Key Considerations for Custom Functions

  • Data Frame Access: Remember that summary and per_param are data frames. Access columns using $ (e.g., summary$ESS, per_param$rel_mean_change).
  • Aggregation: The per_param data frame has one row per parameter. Use functions like all(), any(), or max() on the relevant column to combine information across parameters for a single logical output.
  • Robustness: Consider edge cases, like what happens in the very first wave if previous values are not available (though the algorithm typically handles initialization).
  • Monitoring: Convergence criteria are crucial for computational efficiency and result quality.
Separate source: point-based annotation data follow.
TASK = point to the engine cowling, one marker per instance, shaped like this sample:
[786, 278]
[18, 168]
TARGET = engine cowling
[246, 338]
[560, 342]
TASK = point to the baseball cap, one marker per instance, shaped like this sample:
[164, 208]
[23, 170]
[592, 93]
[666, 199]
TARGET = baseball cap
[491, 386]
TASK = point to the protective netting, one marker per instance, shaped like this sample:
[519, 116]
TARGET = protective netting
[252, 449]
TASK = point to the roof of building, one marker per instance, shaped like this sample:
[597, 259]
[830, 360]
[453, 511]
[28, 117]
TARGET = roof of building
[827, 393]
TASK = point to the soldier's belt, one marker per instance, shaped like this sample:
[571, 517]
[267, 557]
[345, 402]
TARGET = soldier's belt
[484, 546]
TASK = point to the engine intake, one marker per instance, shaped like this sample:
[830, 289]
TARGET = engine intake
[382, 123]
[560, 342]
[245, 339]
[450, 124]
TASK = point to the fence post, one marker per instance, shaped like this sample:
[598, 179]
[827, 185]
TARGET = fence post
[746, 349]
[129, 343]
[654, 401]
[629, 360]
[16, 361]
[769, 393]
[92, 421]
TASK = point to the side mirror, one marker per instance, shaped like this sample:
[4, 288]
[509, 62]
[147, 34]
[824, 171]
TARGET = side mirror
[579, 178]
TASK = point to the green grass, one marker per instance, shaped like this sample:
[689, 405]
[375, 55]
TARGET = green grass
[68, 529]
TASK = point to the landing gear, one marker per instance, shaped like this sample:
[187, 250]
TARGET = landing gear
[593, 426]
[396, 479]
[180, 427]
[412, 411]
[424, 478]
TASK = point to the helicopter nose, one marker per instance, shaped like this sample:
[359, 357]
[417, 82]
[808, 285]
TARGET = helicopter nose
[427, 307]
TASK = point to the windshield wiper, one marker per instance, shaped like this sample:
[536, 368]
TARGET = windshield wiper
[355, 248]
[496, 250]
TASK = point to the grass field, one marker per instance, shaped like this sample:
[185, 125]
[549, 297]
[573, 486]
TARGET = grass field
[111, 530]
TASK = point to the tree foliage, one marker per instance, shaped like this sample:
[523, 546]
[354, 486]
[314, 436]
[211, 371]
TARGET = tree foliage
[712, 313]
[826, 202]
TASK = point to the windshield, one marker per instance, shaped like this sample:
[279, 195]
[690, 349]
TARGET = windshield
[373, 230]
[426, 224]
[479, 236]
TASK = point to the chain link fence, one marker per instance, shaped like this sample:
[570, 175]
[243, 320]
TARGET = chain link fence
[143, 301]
Choose metrics that reflect the stability you require for your specific inference problem.
  • browser(): You can get a better feel for the statistics available by running an interactive browser from within a convergence function while testing. —

Conclusion

Understanding the precise structure and purpose of sim_fn, scorer_fn, and converged_fn is important for effectively using tidyabc. The simulation function generates data, the scoring function quantifies similarity, and the convergence function determines when the iterative process halts. By carefully specifying these functions, you can tailor the ABC workflow to your model and inference goals.